Meski diam memiliki keutamaan, bukan berarti semua diam juga memiliki keutamaan. Ada tiga jenis diam yang dijelaskan oleh Khalil Al-Musawi dalam bukunya Kaifa Tatasharruf bi Hikmah, yakni:
  • Diam karena berpikir dan hikmah
  • Diam dari amar makruf nahi mungkar
  • Diam yang merupakan penyakit
Dari ketiga jenis diam di atas, hanya diam jenis pertama yang memiliki keutamaan. Diamnya orang yang berpikir adalah mengendalikan akalnya agar memperoleh hikmah serta menjaga lisannya untuk mengucapkan hikmah. Amirul Mukminin Ali bin Abi Thalib mengatakan, “Diam merupakan di antara pintu-pintu hikmah.”
Contoh nyata diam yang memiliki hikmah adalah diamnya Allamah Thabathabai, penulis Tafsîr Al-Mîzân. Banyak orang bercerita, salah satunya murid beliau yang bernama Syekh Taqi Misbah, bahwa sedikit orang yang mengetahui kedalaman ilmu Allamah, karena di majelis ia banyak diam. Jika tidak ditanya, ia tidak akan berbicara. Tetapi ketika ia berbicara, barulah seluruh perhatian orang-orang tercurah kepadanya.

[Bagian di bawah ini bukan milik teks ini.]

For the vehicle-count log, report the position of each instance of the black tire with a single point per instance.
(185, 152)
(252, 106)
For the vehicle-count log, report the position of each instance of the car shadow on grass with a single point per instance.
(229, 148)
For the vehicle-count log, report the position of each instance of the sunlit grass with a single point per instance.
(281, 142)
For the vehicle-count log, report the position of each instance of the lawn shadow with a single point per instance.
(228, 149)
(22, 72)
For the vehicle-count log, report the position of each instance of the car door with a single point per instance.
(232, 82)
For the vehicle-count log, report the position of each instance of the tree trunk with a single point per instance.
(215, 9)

Mungkin inilah maksud dari ucapan Rasulullah saw., “Jika engkau melihat seorang mukmin diam, maka dekatilah. Karena dia akan menyampaikan hikmah.” (Mîzân Al-Hikmah, jil. 5, hlm. 436). Sayidina Ali bin Abi Thalib as. mengatakan, “Sesungguhnya sedikit bicara adalah kebaikan bagi dirinya, dan banyak bicara adalah dibenci. Tidak akan tergelincir orang yang diam, dan tidak ada yang diperoleh dari orang yang banyak bicara kecuali ketergelinciran.”

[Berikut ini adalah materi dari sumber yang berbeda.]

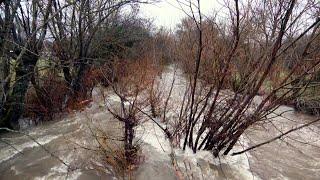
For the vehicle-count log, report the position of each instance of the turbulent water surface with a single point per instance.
(296, 156)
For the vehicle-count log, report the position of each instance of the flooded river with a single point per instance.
(296, 156)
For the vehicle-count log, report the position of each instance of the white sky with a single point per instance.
(167, 14)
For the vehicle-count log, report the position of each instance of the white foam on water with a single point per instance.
(9, 152)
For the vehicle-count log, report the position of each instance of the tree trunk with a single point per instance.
(14, 108)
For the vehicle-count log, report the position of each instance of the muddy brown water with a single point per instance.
(296, 156)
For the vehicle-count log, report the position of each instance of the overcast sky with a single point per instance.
(167, 14)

Sedangkan diam yang kedua, yaitu diam dari amar makruf nahi mungkar, jelas sangat berbahaya. Ketika kejahatan dan kezaliman semakin meluas, seorang ulama memiliki peran penting, karena (seharusnya) ucapan ulama diikuti oleh orang banyak. Ketika pemimpin pemerintahan bertindak zalim, ulama harus melawan minimal dengan ucapannya. Rasulullah bersabda, “Jihad yang paling utama adalah berkata benar di hadapan penguasa zalim.”

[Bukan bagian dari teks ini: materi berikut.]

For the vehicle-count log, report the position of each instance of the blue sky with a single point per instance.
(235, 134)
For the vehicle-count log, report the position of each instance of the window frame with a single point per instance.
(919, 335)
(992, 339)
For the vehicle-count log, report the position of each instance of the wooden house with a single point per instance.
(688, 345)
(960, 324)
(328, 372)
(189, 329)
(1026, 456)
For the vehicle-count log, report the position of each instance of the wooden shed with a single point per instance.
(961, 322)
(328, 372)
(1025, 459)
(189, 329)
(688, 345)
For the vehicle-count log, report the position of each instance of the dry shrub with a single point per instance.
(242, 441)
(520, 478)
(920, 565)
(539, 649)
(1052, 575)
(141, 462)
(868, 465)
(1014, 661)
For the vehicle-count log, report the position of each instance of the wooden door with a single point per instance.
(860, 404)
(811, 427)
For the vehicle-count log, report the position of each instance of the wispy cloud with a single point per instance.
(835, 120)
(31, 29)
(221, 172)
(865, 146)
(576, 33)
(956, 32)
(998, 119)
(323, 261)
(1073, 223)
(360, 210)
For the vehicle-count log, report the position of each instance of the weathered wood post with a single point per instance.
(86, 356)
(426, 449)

Diam yang ketiga, yakni karena penyakit atau malu, bisa disebabkan tiga faktor; keturunan, pendidikan, atau lingkungan. Namun ini semua masih bisa diubah jika seseorang menginginkannya. Beberapa teman mengatakan saya pendiam. Namun semoga diamnya kita semua merupakan bagian memikirkan kekuasaan Allah. Wallahualam.

Monday, November 29, 2010

Mengapa Kita Cenderung “Menghakimi”?

Posted by Dovi Eka Wiranata |


Kecenderungan manusia untuk “menghakimi” (yaitu, melabeli, mengkritik, menghukum, dan sebagainya) memainkan peran penting dalam mendorong pemisahan diantara kita. Untuk alasan apa pun, pikiran kita agaknya memiliki apa yang tampaknya menjadi kecenderungan alami untuk memberikan penilaian pada orang, tempat, situasi, dll
Meskipun tidak ada seorang pun yang ingin dianggap menghakimi, sepertinya deskripsi ini membawa konotasi yang sangat negatif, faktanya adalah bahwa semua orang pernah menghakimi. Pada dasarnya adalah mustahil untuk sepenuhnya menghindari melakukan penilaian, karena kenyataannya hampir setiap pikiran kita memiliki beberapa penilaian yang terkait dengannya.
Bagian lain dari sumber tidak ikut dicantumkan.